Sunday, December 19, 2010

Lakeville Senior Center, December

Since my stories in my books are based on my experiences of growing up on a farm five miles west of Lakeville, Minnesota, I feel a special kinship to audience members when I am performing at Lakeville Senior Center. My Heritage is their Heritage.
Before Thanksgiving this year we did my story A Farm Country Thanksgiving at the Lakeville Senior Center, and on Friday, December 17, 2010, we did a 45-minute show which included my story A Farm Country Christmas Eve.  Since some students from Kenwood Trail Elementary School were in the audience, Santa stopped by or a visit after the show.

Santa with children.

Santa with Nancy and me.

Santa with Linda Walter and me.

Tuesday, December 14, 2010

Coming Home in the Snow storm

I have no photos for this one. Things were too tense.

On Saturday, December 11, we're at the Maplewood Mall trying to sell books when the word comes down that the Mall of America closed because of the snowstorm. A few minutes later at 2:40 PM, we hear that Maplewood Mall will close at 3:00 PM.

Nanc and I pack up faster than Minnesotans winning a free trip to Florida, but when we get to the parking lot we have to deal with the challenge of carrying our heavy tables and cartons of books through thigh-high drifts and then loading everything into our Explorer. Our two-wheeler becomes a burden to carry instead of something to carry our burden. More than once I utter, "I'm too old for this ------."
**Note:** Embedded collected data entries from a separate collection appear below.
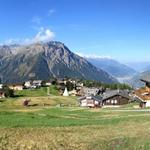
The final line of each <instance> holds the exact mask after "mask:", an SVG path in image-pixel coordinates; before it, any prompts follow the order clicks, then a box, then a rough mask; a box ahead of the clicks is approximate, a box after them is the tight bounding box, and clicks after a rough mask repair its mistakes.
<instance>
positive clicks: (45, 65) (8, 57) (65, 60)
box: [0, 41, 118, 83]
mask: <svg viewBox="0 0 150 150" xmlns="http://www.w3.org/2000/svg"><path fill="white" fill-rule="evenodd" d="M0 76H1V78H2V81H3V82H4V83H19V82H24V81H26V80H29V79H31V78H34V79H42V80H48V79H50V78H63V77H66V76H67V77H72V78H82V79H88V80H97V81H101V82H105V83H115V82H118V81H117V80H116V79H115V78H114V77H112V76H111V75H109V74H108V73H107V72H106V71H104V70H102V69H101V68H99V69H97V68H96V67H95V66H94V65H92V64H91V63H89V62H88V61H87V60H86V59H84V58H82V57H80V56H78V55H76V54H74V53H73V52H71V51H70V50H69V48H67V47H66V46H65V45H64V44H63V43H61V42H57V41H50V42H47V43H34V44H29V45H3V46H0Z"/></svg>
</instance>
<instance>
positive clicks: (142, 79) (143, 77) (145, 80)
mask: <svg viewBox="0 0 150 150" xmlns="http://www.w3.org/2000/svg"><path fill="white" fill-rule="evenodd" d="M140 80H141V81H142V82H148V83H150V76H143V77H142V78H141V79H140Z"/></svg>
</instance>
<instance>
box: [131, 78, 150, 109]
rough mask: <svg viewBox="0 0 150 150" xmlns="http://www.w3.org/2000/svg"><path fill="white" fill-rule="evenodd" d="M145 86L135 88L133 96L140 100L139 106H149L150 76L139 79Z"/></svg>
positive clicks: (149, 103)
mask: <svg viewBox="0 0 150 150" xmlns="http://www.w3.org/2000/svg"><path fill="white" fill-rule="evenodd" d="M141 81H142V82H144V83H145V87H143V88H140V89H138V90H135V92H134V94H135V97H136V98H138V99H139V100H140V107H150V77H144V78H143V79H141Z"/></svg>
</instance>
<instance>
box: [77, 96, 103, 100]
mask: <svg viewBox="0 0 150 150" xmlns="http://www.w3.org/2000/svg"><path fill="white" fill-rule="evenodd" d="M86 98H90V99H94V100H96V101H101V100H102V97H101V96H98V95H96V96H94V95H90V96H83V97H79V98H78V100H79V101H82V100H84V99H86Z"/></svg>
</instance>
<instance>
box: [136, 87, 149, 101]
mask: <svg viewBox="0 0 150 150" xmlns="http://www.w3.org/2000/svg"><path fill="white" fill-rule="evenodd" d="M134 93H135V95H136V97H137V98H138V99H139V100H142V101H147V100H150V93H149V92H147V91H146V89H145V88H140V89H138V90H136V91H135V92H134Z"/></svg>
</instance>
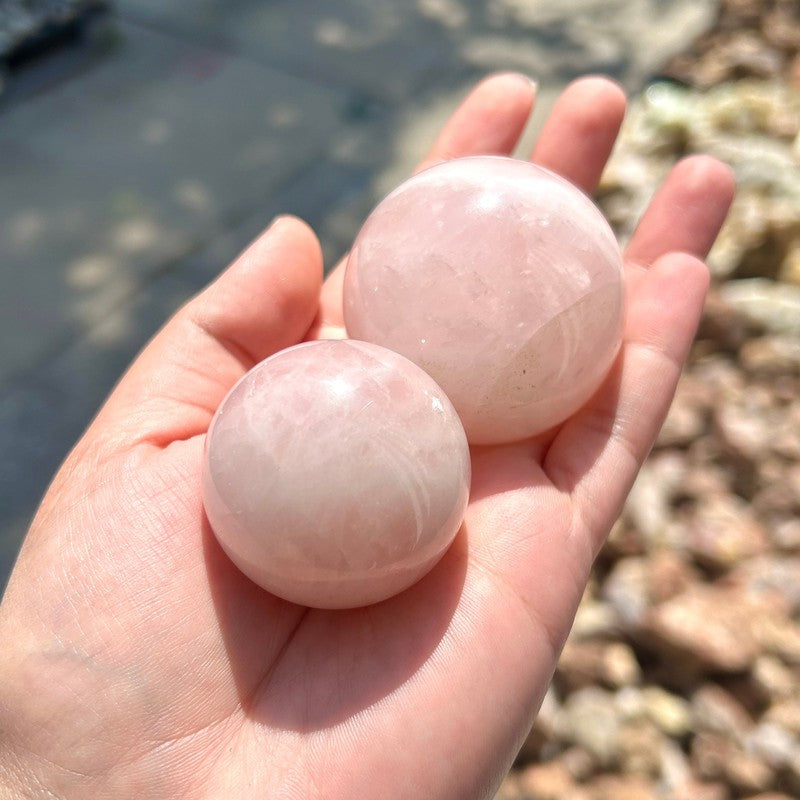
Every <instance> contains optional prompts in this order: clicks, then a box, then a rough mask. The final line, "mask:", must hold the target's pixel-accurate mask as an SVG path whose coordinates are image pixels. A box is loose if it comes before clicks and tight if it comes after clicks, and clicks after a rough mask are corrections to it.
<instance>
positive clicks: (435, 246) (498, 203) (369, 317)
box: [344, 156, 623, 444]
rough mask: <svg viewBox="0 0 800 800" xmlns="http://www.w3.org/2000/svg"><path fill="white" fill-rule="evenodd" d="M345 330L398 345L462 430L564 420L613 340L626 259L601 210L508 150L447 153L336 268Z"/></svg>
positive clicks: (473, 430) (521, 434)
mask: <svg viewBox="0 0 800 800" xmlns="http://www.w3.org/2000/svg"><path fill="white" fill-rule="evenodd" d="M344 317H345V325H346V327H347V331H348V335H350V336H353V337H355V338H357V339H363V340H365V341H369V342H374V343H375V344H380V345H383V346H384V347H388V348H389V349H391V350H394V351H395V352H398V353H402V354H403V355H404V356H406V358H409V359H411V360H412V361H413V362H415V363H416V364H418V365H419V366H421V367H422V368H423V369H424V370H425V371H426V372H428V373H429V374H430V375H431V376H433V378H434V379H435V380H436V382H437V383H438V384H439V385H440V386H441V387H442V388H443V389H444V390H445V392H446V393H447V396H448V397H449V398H450V400H451V401H452V403H453V405H454V406H455V408H456V410H457V411H458V413H459V415H460V417H461V421H462V422H463V423H464V429H465V430H466V432H467V437H468V438H469V441H470V442H472V443H474V444H495V443H500V442H508V441H517V440H519V439H523V438H526V437H528V436H532V435H534V434H536V433H540V432H542V431H544V430H547V429H548V428H550V427H552V426H554V425H556V424H558V423H560V422H563V421H564V420H565V419H567V418H568V417H569V416H570V415H572V414H573V413H575V411H577V410H578V409H579V408H580V407H581V406H582V405H584V403H586V401H587V400H588V399H589V398H590V397H591V396H592V395H593V394H594V392H595V391H596V390H597V389H598V388H599V386H600V384H601V383H602V381H603V379H604V378H605V376H606V374H607V373H608V371H609V369H610V367H611V365H612V363H613V361H614V359H615V357H616V354H617V352H618V350H619V346H620V342H621V337H622V322H623V285H622V258H621V255H620V250H619V246H618V244H617V241H616V238H615V237H614V234H613V232H612V231H611V229H610V227H609V226H608V223H607V222H606V220H605V218H604V217H603V215H602V214H601V213H600V211H599V210H598V209H597V208H596V207H595V205H594V204H593V203H592V202H591V200H589V198H588V197H586V195H584V194H583V193H582V192H581V191H580V190H579V189H577V188H576V187H575V186H573V185H572V184H570V183H568V182H567V181H566V180H564V179H563V178H560V177H559V176H557V175H555V174H554V173H552V172H550V171H548V170H546V169H543V168H541V167H537V166H535V165H533V164H530V163H528V162H526V161H519V160H516V159H511V158H500V157H491V156H487V157H474V158H463V159H455V160H453V161H448V162H445V163H443V164H439V165H437V166H435V167H432V168H430V169H428V170H425V171H424V172H421V173H420V174H419V175H416V176H415V177H413V178H411V179H410V180H408V181H406V182H405V183H404V184H402V185H401V186H400V187H399V188H397V189H396V190H395V191H394V192H392V193H391V194H390V195H389V196H388V197H386V199H385V200H383V202H381V203H380V204H379V205H378V206H377V208H376V209H375V210H374V211H373V212H372V214H371V215H370V216H369V218H368V219H367V221H366V222H365V224H364V226H363V228H362V229H361V231H360V233H359V234H358V237H357V238H356V241H355V244H354V246H353V249H352V251H351V253H350V258H349V260H348V263H347V271H346V273H345V279H344Z"/></svg>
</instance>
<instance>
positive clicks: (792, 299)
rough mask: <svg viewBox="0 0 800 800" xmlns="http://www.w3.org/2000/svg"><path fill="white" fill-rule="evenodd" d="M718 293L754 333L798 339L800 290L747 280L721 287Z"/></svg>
mask: <svg viewBox="0 0 800 800" xmlns="http://www.w3.org/2000/svg"><path fill="white" fill-rule="evenodd" d="M720 293H721V296H722V298H723V299H724V300H725V301H726V302H727V303H728V305H729V306H730V307H731V308H732V309H733V310H734V311H736V312H737V313H738V314H740V315H741V316H742V318H743V319H745V320H746V321H747V322H748V323H749V324H750V325H751V326H752V327H753V329H755V330H758V331H763V332H767V333H772V334H789V335H790V336H800V287H798V286H790V285H788V284H778V283H776V282H775V281H771V280H768V279H766V278H747V279H744V280H738V281H729V282H728V283H726V284H723V286H722V287H721V288H720Z"/></svg>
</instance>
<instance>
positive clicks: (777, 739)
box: [745, 722, 800, 769]
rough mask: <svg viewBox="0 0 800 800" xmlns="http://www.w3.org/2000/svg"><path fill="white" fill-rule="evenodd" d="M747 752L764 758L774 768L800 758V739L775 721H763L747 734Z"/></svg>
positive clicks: (787, 763) (763, 758) (780, 765)
mask: <svg viewBox="0 0 800 800" xmlns="http://www.w3.org/2000/svg"><path fill="white" fill-rule="evenodd" d="M745 747H746V748H747V752H749V753H752V754H754V755H756V756H758V757H759V758H762V759H764V761H766V762H767V763H768V764H769V765H770V766H771V767H773V768H774V769H780V768H781V767H785V766H788V765H789V764H791V763H792V761H793V760H794V759H796V758H800V740H798V738H797V737H796V736H794V735H793V734H792V733H790V732H789V731H787V730H784V728H782V727H781V726H780V725H776V724H775V723H773V722H762V723H761V724H759V725H758V726H757V727H756V728H754V729H753V730H752V731H750V733H749V734H748V735H747V741H746V742H745Z"/></svg>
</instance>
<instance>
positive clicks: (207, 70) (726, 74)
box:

Escaping the parking lot is fraught with excitement. Four-wheel drive vehicles scramble in every direction to find an open exit. I follow a guy with a big white pickup. When we finally turn onto I-694, all we can do is line up behind others. I question the sanity of getting on the freeway, but I cannot readily think of an alternative.

Tuesday, December 7, 2010


It's not too late! 
Dakota City's popular "Christmas in the Village" is open this Saturday and Sunday from 1:00 PM to 8:00 PM. Treat your entire family to a Christmas in a village from the early 1900s, except this one is lit up to enhance beauty, modern Christmas cheer, and , oh yes, safety. These photographs are from last weekend.
C'mon, you know you can't resist a walk through winter wonderland, especially when a warm wood-burning stove awaits you in the next building, just 20 yards away, or when you can ride on a trolley pulled by a team of beautiful horses.
Here's the train depot. You can open the door and walk in just by clicking below. Then you view more pictures and read more details.. It's like stepping into a perfect winter scene on a post card.

Sunday, December 5, 2010

Hector Historical Center, a Fundraiser

What's different when we do a show to kick off a fund-raiser?
Probably the only difference you would notice is that you won't see Nancy selling the books; instead, a member of the sponsoring organization is collecting the money, and the organization pays us about what a bookstore would pay us for the books they sell.
A relevant question here is, "Why would we do this?"

First, our goal is to tell the local story of rural America with accuracy and humor. We believe that preserving stories of the true heritage of the small farm is important and to do so we need to get the books out there.
Well, who better to sell "heritage" to people than people who are already focused on preserving heritage, like museums, historical centers, or people involved in creating the farm heritage of the future, like FFA, 4-H, or elementary students.
Like most of you, Nancy and I buy a number of items from students for fund-raisers: magazines, cookie dough, wreaths, wrapping paper, more magazines, and coupons. I'm not knocking any of these items for any reason at all, but I can say that none of these items represent the rural heritage like our books do.
Our books are collector items that are meant to be passed on from generation to generation. I don't think most other fund-raisers sell those kinds of products.

Thursday, December 2, 2010

Pinewood Elementary, Monticello, MN

Why do you suppose second graders are holding up two fingers?
No, it's not because they are in grade two.
Just as the other groups of students in k-2 below, these students hold up two fingers to copy what Nancy does in the story If I Were A Farmer: Nancy's Adventure when she teaches a newborn calf to drink out of a pail.